In this study, I sought to learn how members of college women’s choirs feel about
their choir and women’s choirs in general. Singers from 19 institutions in the American
Choral Directors Association Southern division participated. From the potential survey
population (n=986), 302 respondents participated (response rate = 28%).
These research questions guided this study:
1. How do current members of college women’s choirs feel their choir is
perceived compared to other types of choirs at their college or university and
in their community?
2. How do current members of college women’s choirs feel about singing in this
group? About women’s choirs in general?
A researcher-developed survey instrument was used to gather demographic
information and other data related to the research questions. After a pilot study, the
survey was edited for clarity. The director of choral activities and the director of the
women’s choir at each institution was contacted via email. The schools that agreed to
participate received the link to the survey and an email script to send to students. Two
weeks later, a follow-up email was sent with the same materials. Two weeks after that,
the survey window closed. The data were collected and analyzed for frequency and
percentage. While analysis of variance (ANOVA) tests found no significant differences,
the analysis of some of the independent variables, especially those having to do with the
age and experience of the singers, were highly suggestive.
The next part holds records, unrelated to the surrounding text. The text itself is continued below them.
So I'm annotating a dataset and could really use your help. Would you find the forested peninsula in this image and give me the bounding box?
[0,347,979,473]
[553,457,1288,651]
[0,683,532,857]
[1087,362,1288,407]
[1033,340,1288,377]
In this study, women’s choir members responded positively to statements about
the value of their choir within their institutions and communities. While respondents
often indicate that women’s choirs are seen as inferior to mixed choirs, they nevertheless
enjoy the repertoire they sing and like being challenged. Respondents answered
affirmatively in Likert-scale questions about their women’s choirs and women’s choirs in
general, but answered more critically in open-ended response questions about the same
topics. The survey results echo the findings of earlier studies, amplified by the choir
members’ own opinions. The data in this study offer clear means to ensure that all
students in all choirs are proud of their work and feel equally valued.